And They Still Don't Get It

I just finished reaging this aritcle on ZD Net by John Carroll. He continues the error of so many other people in the software industry when looking for the “business model” for open source. They are looking for a way to sell open source when there really is none.

I suppose that it is natural for someone in the “software industry” to assume that the value of software must come from its sale. If my business was selling a particular thing that is what its value would be to me. But the value of software, all software whether closed or open source, is the value of what it is used to produce.

Open source software is not different in kind from closed source, it is just different in the way it is produced. In order for a company to be able to use proprietary software it must divert some of the value of what ever it produces in the form of cash to pay for software. To use open source software it must divert some of its resources in terms of the time of its IT staff and sometimes (often) money to implement it.

But the value of the software is still what it can be used to do, not what it costs to make. No one will use software if it does not produce a return. The calculation of the return is easy to do: did you get something that was worth more to you than what you gave up? If so you got a return on your investment. In almost all cases not having to give up the ability to do as you please with software is worth less, even to companies, than what they get in return.

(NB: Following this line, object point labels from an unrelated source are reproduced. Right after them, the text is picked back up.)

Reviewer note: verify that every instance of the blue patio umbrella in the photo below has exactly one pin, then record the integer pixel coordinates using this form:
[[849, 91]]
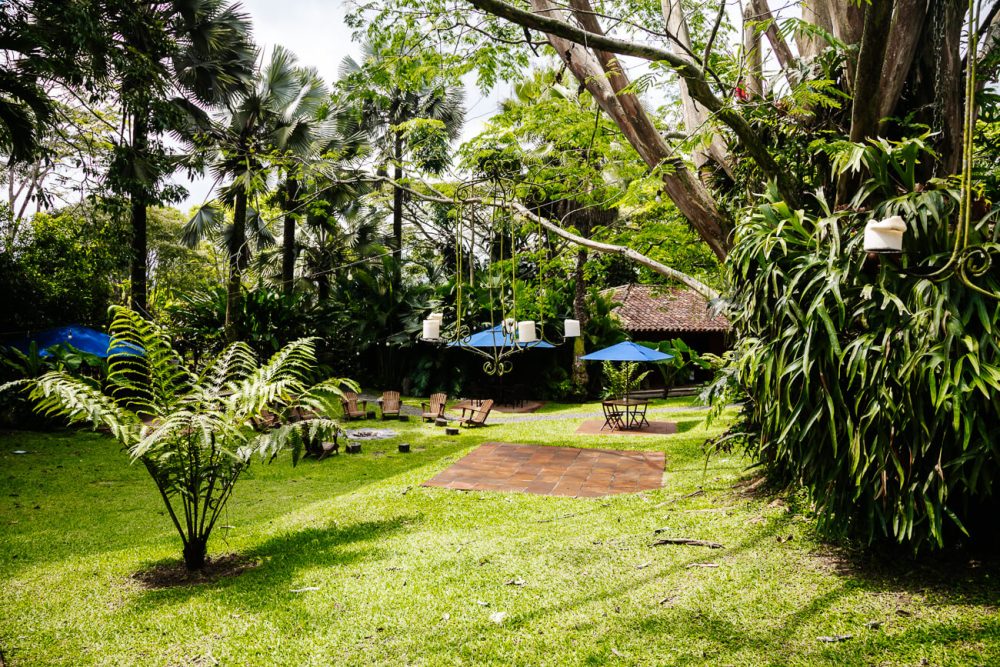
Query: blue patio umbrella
[[627, 351], [82, 338], [495, 337]]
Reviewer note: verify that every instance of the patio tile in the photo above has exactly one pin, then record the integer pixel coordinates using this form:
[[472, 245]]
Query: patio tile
[[561, 471]]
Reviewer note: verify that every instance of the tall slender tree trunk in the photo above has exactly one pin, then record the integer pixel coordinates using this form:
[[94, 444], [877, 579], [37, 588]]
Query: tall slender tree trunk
[[580, 377], [195, 552], [397, 211], [139, 219], [288, 237], [238, 259]]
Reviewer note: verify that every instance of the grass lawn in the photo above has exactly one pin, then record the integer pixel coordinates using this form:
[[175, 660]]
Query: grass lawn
[[400, 574]]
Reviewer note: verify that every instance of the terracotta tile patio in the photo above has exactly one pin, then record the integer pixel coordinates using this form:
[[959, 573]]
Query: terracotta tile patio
[[553, 471]]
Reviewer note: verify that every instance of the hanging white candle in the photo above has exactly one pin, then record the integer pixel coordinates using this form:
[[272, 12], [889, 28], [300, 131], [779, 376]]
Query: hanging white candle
[[526, 331], [885, 235], [432, 328]]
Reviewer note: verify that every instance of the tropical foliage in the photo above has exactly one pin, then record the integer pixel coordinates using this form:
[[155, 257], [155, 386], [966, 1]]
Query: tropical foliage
[[196, 432]]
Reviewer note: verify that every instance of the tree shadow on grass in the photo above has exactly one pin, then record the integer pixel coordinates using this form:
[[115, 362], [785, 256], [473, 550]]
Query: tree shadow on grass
[[278, 560], [974, 585]]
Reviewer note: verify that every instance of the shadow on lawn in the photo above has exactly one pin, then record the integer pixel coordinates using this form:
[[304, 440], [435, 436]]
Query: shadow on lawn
[[139, 514], [276, 562], [950, 581]]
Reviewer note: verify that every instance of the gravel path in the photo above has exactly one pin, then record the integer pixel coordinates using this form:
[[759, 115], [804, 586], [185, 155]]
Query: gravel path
[[502, 418]]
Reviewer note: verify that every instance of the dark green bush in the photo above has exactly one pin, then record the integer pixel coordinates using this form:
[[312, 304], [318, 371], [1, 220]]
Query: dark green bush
[[878, 391]]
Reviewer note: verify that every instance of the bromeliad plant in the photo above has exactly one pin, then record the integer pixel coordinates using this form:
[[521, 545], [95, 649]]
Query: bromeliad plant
[[876, 389], [196, 433], [621, 378]]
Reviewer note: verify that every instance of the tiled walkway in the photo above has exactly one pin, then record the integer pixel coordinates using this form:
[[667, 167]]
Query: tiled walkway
[[596, 427], [553, 471]]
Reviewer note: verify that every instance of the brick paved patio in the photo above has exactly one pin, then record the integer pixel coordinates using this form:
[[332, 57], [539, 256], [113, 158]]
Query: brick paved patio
[[596, 427], [553, 471]]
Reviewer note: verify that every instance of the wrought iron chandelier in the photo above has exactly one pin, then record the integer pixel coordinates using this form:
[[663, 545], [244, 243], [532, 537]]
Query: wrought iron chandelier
[[501, 341]]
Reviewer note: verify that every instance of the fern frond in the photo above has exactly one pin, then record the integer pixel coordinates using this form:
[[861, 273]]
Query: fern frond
[[324, 397], [293, 437], [58, 393], [237, 362], [154, 379]]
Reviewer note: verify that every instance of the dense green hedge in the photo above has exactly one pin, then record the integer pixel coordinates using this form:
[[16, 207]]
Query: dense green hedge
[[878, 391]]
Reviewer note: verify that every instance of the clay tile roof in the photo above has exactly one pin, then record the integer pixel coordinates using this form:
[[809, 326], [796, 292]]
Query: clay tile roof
[[660, 308]]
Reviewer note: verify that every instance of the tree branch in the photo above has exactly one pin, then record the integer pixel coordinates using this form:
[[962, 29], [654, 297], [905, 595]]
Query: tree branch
[[662, 269], [520, 209]]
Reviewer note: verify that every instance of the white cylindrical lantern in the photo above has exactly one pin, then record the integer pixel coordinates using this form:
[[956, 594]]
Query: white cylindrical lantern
[[885, 235], [432, 328], [526, 332]]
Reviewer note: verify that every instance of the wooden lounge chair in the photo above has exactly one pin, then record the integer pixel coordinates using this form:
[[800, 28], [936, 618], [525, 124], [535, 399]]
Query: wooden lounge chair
[[613, 416], [434, 410], [476, 415], [350, 405], [390, 404]]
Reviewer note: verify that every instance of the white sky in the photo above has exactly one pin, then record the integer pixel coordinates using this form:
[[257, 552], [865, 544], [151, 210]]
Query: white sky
[[314, 31]]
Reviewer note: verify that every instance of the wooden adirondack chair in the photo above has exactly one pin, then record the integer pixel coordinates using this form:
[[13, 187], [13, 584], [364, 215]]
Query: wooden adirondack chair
[[350, 405], [435, 409], [476, 415], [390, 403]]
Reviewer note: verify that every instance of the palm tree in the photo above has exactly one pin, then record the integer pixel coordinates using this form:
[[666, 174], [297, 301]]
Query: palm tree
[[340, 233], [385, 108], [256, 134], [196, 433], [321, 163], [168, 61]]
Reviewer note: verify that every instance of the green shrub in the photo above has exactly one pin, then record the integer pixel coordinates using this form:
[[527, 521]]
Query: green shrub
[[196, 433], [876, 390]]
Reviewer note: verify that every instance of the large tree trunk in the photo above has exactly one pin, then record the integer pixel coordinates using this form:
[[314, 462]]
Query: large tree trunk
[[238, 260], [580, 378], [753, 63], [397, 211], [288, 236], [871, 61], [195, 552], [606, 81], [696, 116], [139, 219], [904, 36]]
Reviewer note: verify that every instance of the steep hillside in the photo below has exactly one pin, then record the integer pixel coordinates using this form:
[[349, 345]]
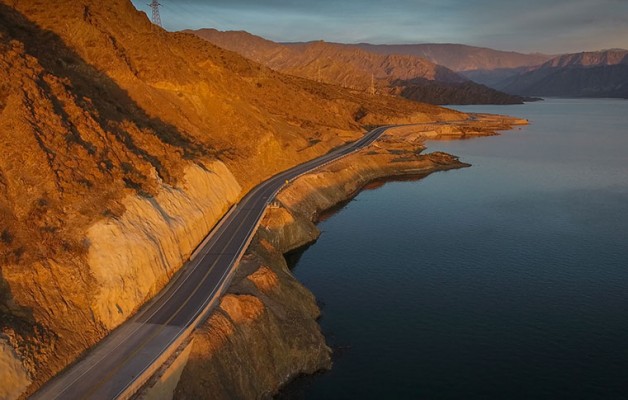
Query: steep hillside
[[588, 74], [351, 67], [460, 57], [122, 145]]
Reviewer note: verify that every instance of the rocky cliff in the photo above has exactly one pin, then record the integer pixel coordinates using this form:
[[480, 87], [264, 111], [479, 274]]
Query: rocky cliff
[[267, 322], [122, 144]]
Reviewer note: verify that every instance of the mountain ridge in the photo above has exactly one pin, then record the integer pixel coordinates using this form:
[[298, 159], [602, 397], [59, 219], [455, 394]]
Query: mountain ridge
[[585, 74], [350, 66]]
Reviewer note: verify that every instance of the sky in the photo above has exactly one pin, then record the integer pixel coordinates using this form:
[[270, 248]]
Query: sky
[[546, 26]]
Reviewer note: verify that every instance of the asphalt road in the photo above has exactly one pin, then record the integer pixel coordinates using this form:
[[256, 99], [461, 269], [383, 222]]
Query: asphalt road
[[109, 369]]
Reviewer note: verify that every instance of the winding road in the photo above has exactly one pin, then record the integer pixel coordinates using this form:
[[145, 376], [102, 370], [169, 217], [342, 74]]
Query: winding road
[[121, 363]]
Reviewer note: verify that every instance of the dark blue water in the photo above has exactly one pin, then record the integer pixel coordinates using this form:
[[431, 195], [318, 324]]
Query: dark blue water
[[506, 280]]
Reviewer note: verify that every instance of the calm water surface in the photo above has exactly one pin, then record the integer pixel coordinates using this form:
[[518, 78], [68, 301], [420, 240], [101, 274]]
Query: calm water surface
[[507, 280]]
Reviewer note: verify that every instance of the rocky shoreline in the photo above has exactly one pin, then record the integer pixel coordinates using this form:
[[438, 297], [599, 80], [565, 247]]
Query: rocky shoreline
[[267, 321]]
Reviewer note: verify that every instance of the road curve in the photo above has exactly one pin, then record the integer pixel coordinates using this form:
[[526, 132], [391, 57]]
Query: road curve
[[119, 364]]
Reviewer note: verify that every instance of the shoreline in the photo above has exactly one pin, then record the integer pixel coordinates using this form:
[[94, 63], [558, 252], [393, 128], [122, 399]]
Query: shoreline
[[267, 316]]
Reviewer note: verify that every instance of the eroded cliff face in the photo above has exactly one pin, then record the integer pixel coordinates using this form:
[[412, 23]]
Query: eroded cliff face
[[264, 332], [117, 160], [130, 257]]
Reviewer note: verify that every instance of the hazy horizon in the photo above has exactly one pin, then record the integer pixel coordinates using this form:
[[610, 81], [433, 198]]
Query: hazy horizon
[[565, 26]]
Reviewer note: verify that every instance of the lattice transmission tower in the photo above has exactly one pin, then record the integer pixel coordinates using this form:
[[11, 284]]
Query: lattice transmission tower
[[155, 6]]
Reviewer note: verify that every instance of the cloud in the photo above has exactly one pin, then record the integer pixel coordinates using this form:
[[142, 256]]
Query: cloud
[[534, 25]]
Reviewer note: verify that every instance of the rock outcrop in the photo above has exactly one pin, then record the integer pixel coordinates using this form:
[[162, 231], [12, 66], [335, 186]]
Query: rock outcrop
[[267, 321], [117, 159]]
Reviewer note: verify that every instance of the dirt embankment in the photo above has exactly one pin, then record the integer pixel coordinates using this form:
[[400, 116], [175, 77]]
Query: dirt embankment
[[264, 332]]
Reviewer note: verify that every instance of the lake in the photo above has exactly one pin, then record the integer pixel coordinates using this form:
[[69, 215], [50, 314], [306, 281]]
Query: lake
[[506, 280]]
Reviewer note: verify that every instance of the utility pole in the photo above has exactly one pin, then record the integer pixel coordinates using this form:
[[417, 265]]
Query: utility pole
[[156, 18]]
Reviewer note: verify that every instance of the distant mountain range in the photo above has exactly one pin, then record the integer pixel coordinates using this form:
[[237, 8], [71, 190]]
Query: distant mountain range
[[353, 67], [587, 74], [459, 57]]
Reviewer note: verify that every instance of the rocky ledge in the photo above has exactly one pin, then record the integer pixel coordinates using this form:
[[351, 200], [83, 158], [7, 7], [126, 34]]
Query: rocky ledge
[[264, 331]]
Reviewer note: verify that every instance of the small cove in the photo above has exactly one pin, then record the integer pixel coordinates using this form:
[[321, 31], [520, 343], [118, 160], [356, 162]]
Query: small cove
[[508, 279]]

The value of open source is not what it can be sold for, but the difference in value between what you must give up to get the software and what you can produce with it.

Proprietary software will not go away and I am not advocating it should. People should be able to choose what they want to use. People should also be able to choose how and under what terms they want to make their work available to others. However we should all be clear that it is the people who use software that determine its value, not the people who make it.